I started a photography link directory at the begining of the year.  It now has 1400+ sites listed in it. 

I am inviting anyone to add their photography site to the list.  You can do this by going to  :arrow: http://www.prosphotos.com

The list is for Amateur and Professional sites.

Any comments on the site would also be welcome.

Thanks,
Mike Kieffer
http://www.prosphotos.com
Link Directory Editor


----------



## aggiezach (Aug 4, 2004)

Thanks yo!


----------



## htkchen (Aug 5, 2004)

Awesome, I just added both my personal and photo website. Thanks for the link!


----------



## Gymrat (Aug 6, 2004)

Done.

Very cool idea.


----------



## mkieff (Aug 31, 2004)

We have now broken the 1500 links barrier.  
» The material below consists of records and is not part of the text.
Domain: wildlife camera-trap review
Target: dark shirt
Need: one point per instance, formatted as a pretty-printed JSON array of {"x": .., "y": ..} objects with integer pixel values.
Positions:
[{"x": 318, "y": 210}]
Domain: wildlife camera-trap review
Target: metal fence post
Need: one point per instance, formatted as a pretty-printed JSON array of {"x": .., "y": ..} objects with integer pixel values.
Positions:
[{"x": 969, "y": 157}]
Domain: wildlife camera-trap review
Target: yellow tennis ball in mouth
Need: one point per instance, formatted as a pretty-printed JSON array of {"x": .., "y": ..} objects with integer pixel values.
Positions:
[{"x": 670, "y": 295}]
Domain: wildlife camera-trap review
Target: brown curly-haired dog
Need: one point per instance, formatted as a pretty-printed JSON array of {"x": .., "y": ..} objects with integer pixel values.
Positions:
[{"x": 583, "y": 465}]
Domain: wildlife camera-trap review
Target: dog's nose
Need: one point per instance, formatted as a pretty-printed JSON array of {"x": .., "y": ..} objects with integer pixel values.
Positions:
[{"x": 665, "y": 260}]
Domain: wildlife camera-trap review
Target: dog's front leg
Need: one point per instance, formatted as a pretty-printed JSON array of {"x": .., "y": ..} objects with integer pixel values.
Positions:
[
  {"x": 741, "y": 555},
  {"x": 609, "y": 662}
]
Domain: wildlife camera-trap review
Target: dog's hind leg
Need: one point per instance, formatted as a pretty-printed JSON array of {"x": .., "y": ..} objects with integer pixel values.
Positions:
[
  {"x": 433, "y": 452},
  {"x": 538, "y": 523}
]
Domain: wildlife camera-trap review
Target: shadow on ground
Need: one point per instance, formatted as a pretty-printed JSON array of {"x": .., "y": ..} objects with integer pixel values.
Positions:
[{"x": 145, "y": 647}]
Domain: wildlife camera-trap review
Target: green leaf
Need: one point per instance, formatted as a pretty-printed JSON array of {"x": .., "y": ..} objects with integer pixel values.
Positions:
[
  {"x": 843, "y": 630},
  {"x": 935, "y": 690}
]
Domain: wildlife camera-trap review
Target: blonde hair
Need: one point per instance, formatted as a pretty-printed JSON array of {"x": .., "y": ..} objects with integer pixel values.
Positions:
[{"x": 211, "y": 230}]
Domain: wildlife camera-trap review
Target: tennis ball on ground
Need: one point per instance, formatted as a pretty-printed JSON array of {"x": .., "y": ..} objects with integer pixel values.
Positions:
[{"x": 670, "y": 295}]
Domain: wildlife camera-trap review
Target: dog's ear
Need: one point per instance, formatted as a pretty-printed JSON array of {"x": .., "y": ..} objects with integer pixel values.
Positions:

Thanks for everyones support of the site.


----------



## Chase (Aug 31, 2004)

Sounds like your site is growing nicely!


----------



## Mo (Sep 26, 2004)

Cool Site!

You've got some great links :!:


----------



## elrick (Oct 26, 2004)

Thank You, yesterday I've added my site to your listing


----------



## pdfoto.com (Nov 7, 2004)

mkieff said:
			
		

> I started a photography link directory at the begining of the year.  It now has 1400+ sites listed in it.
> 
> I am inviting anyone to add their photography site to the list.  You can do this by going to  :arrow: http://www.prosphotos.com
> 
> ...



Awesome site BTW. Checked it out signed up and all that. But haven't figured out how to upload the screenshot of my site for the Featured Sites.

I signed up and paid the $5 Bucks. Not too concerned about the money. I just would like to see my screen shot the on the listing. Know what I mean?  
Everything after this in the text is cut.